Os tribunais já tem uma ferramenta grave para obrigar o estado a cumprir decisões, que é a intervenção. De tão grave, ninguém usa. Com essas assembléias, estamos criando outra ferramenta com base em jurisprudência, e sem uma firme base legal, que deveria sair do Legislativo se conjunção de forças da sociedade representadas lá chegasse a esse acordo. O Judiciário anda com pouca noção de limite, e para essa conclusão basta ver os últimos presidentes do STF.

Além de que essas audiências públicas têm apenas uma cara de democracia. Mas só reunem uma suposta elite – que sequer é a elite cultural, pois nunca vi um grande pensador ser convidado a informar – mas sim a elite econômica-financeira, que é o grupo que conseguiu controlar esse comércio e tranformá-lo em dinheiro, o que inclui gente boa em cartelizar e praticar crimes financeiros. Em longo prazo, com os tribunais livres para ir além do alcance da letra da lei, a tendência é haver tantas fontes de direito, que ninguém vai saber qual regra respeitar.

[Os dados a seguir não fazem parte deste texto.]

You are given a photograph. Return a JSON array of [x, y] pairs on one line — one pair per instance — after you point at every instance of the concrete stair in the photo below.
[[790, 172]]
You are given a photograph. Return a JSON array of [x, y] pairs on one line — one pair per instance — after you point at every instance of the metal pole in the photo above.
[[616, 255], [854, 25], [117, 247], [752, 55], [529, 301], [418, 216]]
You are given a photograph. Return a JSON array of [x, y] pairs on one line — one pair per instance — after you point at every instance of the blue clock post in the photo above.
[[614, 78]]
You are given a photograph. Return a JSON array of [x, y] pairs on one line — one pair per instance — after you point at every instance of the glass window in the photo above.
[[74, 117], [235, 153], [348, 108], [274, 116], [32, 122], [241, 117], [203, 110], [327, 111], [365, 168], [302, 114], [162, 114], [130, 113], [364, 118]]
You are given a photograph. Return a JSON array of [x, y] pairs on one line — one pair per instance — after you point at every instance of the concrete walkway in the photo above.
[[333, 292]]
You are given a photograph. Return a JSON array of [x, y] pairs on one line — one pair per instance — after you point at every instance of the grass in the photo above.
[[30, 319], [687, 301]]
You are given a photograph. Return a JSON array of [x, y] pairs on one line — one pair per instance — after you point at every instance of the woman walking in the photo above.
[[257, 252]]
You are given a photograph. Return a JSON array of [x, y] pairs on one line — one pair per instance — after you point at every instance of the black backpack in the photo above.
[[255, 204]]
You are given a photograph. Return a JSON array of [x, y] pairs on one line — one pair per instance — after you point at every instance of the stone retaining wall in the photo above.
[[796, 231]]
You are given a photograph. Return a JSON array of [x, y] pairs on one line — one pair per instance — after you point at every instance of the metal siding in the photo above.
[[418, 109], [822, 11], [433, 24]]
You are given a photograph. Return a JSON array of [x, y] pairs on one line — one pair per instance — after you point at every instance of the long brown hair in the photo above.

Estamos adotando aqui, de um modo muito malfeito, o formato do júri e da “common law” americana, mas sem importar a regra fundamental de que o tribunal tem que se reportar e se vincular com forte base argumentativa a um caso anterior, que deu a norma que seja aplicada. Isto que dá força ao espiríto conservativo da Lei, e que mantém a unidade social. Ou ao menos que o júri seja a vontade soberana do povo, filtrado pela aleatoriedade, permitindo a aplicação de uma decisão que a maioria tomaria.

Aqui, na nossa “civil law”, o juiz se lança a filosofar sobre o sentido da lei escrita nos grandes códigos, que foram dados pelo Legislativo, em sistema coerente e bastante diferente do que se pratica lá para cima do México. A nossa coerência está no fato de que o Legislativo já captou esse elemento aleatório nas eleições, e portanto não precisamos de um júri para garantir que tanto o operário quanto o empresários estejam representados no texto de Lei.

O risco que se corre com essa idéia de assembléia não-popular é, quando o código não dá a regra desejada para a decisão porque o Legislativo não quis avançar, convoca-se uma assembléia, quase um soviete da direita esclarecida, e decide-se algo que a lei não previa. Provavelmente contra os interesses do povo, que é tudo que se tenta evitar desde 1988, e com mais capacidade de ação a partir de 2001.